Yavuzdan bunu nasıl saklarlardı? Bu gizlenecek birşey değildi ki, hemde yavuzu oldukça çok ilgilendiriyorken. Yavuzun hala küçük bir çocuk olmadığını anlayamadilar mı?

Hemen bir hışımla mutfağa daldım. Benim girdigim gördüklerinde kendilerini toplayıp gülümsediler.
"Anne bu çok yanlış"
Ikisi de birbirine şaşkınca bakıp tekrar bana döndüler "anlamadim canim? Biraz daha açar mısın?"

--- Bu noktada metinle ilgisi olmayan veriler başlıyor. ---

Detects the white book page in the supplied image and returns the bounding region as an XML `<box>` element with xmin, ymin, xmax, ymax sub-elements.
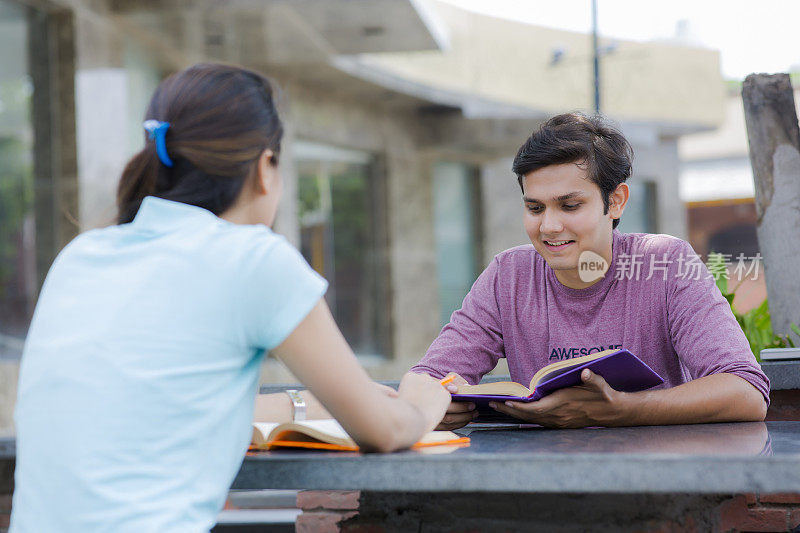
<box><xmin>253</xmin><ymin>419</ymin><xmax>350</xmax><ymax>440</ymax></box>
<box><xmin>252</xmin><ymin>422</ymin><xmax>281</xmax><ymax>438</ymax></box>
<box><xmin>291</xmin><ymin>419</ymin><xmax>350</xmax><ymax>439</ymax></box>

Derin bir nefes aldım "Anne ameliyat meselesini yavuza açıklamalısınız" dediğimde başını yere eğdi "demek duydun" alt dudağımı dişledim "üzgünüm yavuzla ilgili konustugunuzu anladığımda sizi dinledim" başını olumsuz anlamda salladı "sorun yok o senin kocan sayılır, tabiki merak edeceksin" dediğinde hızla yanına gidip elini tuttum "anne lütfen bunu yavuza yapma, onun hayatını elinden alma. O kendi adına karar verebilecek yaşta, bırak ne istediğine o karar versin. Ilerde senden nefret etmesini istemiyorum" dediğimde hıçkırarak ağlamaya başladı. Hızla kollarımı ona dolayıp sırtını okşadım "ağlama anne, yavuz çok güçlü her şeyin üstesinden gelir. Hem arkasında bizi bırakıp gitmez o." benden ayrılıp karnımı okşamaya başladı "haklısın kızım, o çocuğunu da seni de bırakmaz, o ailesini bırakmaz." alnıma bir öpücük kondurdu "yavuzla senin konuşmanı istiyorum" başını yere eğdi "ona annesinin az kalsın hayatını elinden alacağını da şöyle" parlaklarımı çenesinin altına koyup başını kaldırdım. "hayir. Sen bu üçümüzün arasında" diyip zehra teyzeye baktım.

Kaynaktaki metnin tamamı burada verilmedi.